Siglor straightened slowly and shivered as though trying to shake off water. The silvery coil at his shoulder slid down his bicep and over his forearm, stopping at the metal spur.

Gods. In the story, Nolbrathe had called him the wire master.

“Razor-saws,” Etiana breathed. She crouched at the end of her seat and shouted, “Those are razor-saws!”

Siglor hurled the wire from his wrist, and Imalroc ducked to avoid taking a line of razor saw across the face. He swung the sword, but the metal moved like a whip, coiling around the sword hilt in a blur too fast for the eye to follow.

With a backward leap that almost put him into the shrieking audience, Siglor yanked the wire tight.

The coil sank into the unprotected skin of Imalroc’s hands. Imalroc flailed the sword to shake it free, but the wire bent around the blade’s edge. Blood trickled across Imalroc’s straining tendons.

Retreating would only put more tension in the wire. Imalroc needed to—

The battleboxer charged his black-clad opponent, barreled into him and tackled him to the ground. Slack in the wire let him get his hands and sword free, but Siglor drove him back with another vicious crack of metal spiraling off his other forearm.

Imalroc reeled away.

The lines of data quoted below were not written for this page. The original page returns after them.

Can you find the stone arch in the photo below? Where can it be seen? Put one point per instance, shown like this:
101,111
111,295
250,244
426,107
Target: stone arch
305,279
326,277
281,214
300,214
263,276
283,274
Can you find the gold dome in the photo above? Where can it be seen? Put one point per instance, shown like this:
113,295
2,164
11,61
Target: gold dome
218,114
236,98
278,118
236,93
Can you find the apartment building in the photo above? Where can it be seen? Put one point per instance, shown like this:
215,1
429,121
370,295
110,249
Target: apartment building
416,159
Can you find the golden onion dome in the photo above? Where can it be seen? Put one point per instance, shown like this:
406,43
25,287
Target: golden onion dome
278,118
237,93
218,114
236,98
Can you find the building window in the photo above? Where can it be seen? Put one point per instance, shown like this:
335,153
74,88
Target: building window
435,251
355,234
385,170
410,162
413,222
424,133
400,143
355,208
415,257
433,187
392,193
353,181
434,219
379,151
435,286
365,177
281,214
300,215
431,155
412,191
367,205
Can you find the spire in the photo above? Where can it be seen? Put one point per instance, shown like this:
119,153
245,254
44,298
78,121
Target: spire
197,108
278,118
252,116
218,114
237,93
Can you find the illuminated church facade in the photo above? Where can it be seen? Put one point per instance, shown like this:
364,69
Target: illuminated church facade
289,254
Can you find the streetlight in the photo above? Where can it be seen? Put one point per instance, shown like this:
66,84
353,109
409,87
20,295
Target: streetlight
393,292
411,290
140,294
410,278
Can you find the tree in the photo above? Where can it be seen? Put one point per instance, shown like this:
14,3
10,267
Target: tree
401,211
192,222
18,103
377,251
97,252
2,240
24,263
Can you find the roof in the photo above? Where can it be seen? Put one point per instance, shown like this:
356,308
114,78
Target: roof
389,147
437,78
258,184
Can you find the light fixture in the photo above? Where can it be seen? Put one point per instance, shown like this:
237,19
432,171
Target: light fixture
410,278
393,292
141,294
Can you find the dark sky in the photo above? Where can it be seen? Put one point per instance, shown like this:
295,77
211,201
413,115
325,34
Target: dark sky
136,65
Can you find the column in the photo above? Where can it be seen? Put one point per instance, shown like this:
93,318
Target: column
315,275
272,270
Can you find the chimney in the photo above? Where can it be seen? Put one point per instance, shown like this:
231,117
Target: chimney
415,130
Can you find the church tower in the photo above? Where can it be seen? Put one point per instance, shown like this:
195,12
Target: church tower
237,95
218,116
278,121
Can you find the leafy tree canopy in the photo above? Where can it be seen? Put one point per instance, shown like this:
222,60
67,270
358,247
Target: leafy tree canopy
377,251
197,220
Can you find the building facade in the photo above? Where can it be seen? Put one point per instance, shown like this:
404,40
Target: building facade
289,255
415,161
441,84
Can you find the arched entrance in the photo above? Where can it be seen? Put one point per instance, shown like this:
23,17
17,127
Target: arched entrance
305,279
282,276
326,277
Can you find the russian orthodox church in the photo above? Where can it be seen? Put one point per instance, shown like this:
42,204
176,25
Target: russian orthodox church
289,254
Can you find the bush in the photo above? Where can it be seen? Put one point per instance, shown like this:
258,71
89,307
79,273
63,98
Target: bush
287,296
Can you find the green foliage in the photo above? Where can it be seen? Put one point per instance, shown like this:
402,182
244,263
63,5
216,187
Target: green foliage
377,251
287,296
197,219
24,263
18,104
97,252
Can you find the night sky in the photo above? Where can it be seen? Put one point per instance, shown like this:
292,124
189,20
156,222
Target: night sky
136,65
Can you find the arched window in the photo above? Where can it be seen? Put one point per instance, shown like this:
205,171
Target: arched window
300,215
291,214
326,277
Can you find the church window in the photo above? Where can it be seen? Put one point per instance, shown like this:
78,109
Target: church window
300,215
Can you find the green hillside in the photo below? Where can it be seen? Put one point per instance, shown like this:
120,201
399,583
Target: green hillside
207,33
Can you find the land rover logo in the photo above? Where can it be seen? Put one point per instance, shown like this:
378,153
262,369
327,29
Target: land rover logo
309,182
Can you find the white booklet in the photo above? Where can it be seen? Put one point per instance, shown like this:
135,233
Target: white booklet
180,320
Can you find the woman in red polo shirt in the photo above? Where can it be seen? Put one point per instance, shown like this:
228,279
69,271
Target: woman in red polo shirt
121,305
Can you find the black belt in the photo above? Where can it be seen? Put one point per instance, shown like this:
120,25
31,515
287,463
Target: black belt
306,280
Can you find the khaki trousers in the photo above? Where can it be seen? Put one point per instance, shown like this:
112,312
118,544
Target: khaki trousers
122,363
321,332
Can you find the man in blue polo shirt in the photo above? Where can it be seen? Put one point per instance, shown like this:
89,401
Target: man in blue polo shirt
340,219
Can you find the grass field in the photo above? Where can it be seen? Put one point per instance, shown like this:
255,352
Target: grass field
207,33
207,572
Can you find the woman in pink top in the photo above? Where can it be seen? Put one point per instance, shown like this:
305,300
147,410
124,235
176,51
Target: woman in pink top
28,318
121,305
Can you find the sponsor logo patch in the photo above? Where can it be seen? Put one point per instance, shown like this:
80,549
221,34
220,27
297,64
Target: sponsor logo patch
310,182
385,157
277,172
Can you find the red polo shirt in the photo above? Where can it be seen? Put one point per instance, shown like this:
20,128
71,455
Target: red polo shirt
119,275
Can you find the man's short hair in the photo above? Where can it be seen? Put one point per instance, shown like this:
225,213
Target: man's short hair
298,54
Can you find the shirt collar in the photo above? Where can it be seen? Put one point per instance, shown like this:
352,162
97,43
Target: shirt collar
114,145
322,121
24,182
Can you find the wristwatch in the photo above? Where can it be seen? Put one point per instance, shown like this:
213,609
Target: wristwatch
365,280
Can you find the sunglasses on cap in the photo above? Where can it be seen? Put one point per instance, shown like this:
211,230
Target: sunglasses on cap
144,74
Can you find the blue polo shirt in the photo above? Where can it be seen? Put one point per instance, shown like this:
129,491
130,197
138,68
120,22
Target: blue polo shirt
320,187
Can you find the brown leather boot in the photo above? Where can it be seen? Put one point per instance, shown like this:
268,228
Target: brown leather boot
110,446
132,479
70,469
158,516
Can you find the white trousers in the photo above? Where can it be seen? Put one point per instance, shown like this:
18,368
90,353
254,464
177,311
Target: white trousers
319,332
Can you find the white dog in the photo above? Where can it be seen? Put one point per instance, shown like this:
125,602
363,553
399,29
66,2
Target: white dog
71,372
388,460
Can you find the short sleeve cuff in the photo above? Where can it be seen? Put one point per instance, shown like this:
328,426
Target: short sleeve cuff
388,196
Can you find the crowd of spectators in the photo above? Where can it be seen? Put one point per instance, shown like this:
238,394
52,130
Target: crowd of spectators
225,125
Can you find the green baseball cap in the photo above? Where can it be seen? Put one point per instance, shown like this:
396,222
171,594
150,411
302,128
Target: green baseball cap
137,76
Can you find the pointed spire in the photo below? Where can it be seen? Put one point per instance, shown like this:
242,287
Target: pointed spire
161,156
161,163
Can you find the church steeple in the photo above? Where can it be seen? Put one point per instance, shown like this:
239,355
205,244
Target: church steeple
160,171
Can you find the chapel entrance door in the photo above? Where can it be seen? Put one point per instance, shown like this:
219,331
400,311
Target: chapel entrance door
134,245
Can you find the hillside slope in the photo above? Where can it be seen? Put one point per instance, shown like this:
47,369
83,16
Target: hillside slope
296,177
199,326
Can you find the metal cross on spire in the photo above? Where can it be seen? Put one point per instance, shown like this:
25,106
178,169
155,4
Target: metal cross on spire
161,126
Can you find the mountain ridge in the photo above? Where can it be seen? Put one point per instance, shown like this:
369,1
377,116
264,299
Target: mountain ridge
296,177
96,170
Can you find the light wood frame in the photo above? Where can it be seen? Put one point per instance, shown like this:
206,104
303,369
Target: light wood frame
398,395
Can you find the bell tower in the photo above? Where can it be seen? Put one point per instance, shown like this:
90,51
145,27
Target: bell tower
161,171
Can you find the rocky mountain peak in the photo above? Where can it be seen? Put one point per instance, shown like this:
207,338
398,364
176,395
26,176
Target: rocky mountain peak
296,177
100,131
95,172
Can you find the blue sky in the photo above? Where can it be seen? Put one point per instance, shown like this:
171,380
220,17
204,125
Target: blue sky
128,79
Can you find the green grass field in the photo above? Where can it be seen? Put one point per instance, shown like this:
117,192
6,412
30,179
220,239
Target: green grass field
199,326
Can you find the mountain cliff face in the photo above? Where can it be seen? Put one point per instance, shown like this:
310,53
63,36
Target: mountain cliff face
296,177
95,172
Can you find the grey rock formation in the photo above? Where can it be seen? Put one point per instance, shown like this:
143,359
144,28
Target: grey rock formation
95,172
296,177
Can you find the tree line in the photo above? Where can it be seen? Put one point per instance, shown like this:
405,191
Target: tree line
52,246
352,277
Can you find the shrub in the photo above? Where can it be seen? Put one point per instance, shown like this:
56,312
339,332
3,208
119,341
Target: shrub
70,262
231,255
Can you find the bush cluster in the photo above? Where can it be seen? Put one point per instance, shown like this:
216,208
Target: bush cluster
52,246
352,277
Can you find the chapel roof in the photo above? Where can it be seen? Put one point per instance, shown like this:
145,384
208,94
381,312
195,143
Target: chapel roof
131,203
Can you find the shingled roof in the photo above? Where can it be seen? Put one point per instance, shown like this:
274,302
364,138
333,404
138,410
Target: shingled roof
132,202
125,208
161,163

A long, shallow line opened across the side of his head, streaming down to the edge of one eyebrow. Rerdas’s breath came in stabs.

Now it was Imalroc trying to put distance between them, dodging away, his full attention finally on his opponent.

The wires hummed as Siglor worked them to a blinding speed, three strands uncoiled now, striking at all angles.

Even as he managed to block the worst of it, Imalroc bled in a hundred places.

Rerdas clenched his hands on his own knees.

Siglor whirled a new wire, landing it again around Imalroc’s sword hand.

Imalroc threw his sword in the air and yanked his wire-bound wrist down.

Siglor toppled off balance, and Imalroc caught his blade in his free hand.

He drove it up the outside of the enemy’s nearest leg.

Siglor screamed as the sword tore through a long strip of leather, skin, and blood.

He staggered away, and Imalroc let him go, knocking free the ensnaring wire.

The fighters circled each other. Rerdas grimaced as he spotted hands reaching to touch Imalroc as he padded by. Both of them left trails of blood on the smooth floor. Siglor had fewer marks on him, but the Draalish sword cut much deeper than the razor-saws.

The Kiboan limped at the edge of the open space, a long line of saws unspooling from one arm. He bent to unwind the thicker wires from around his legs.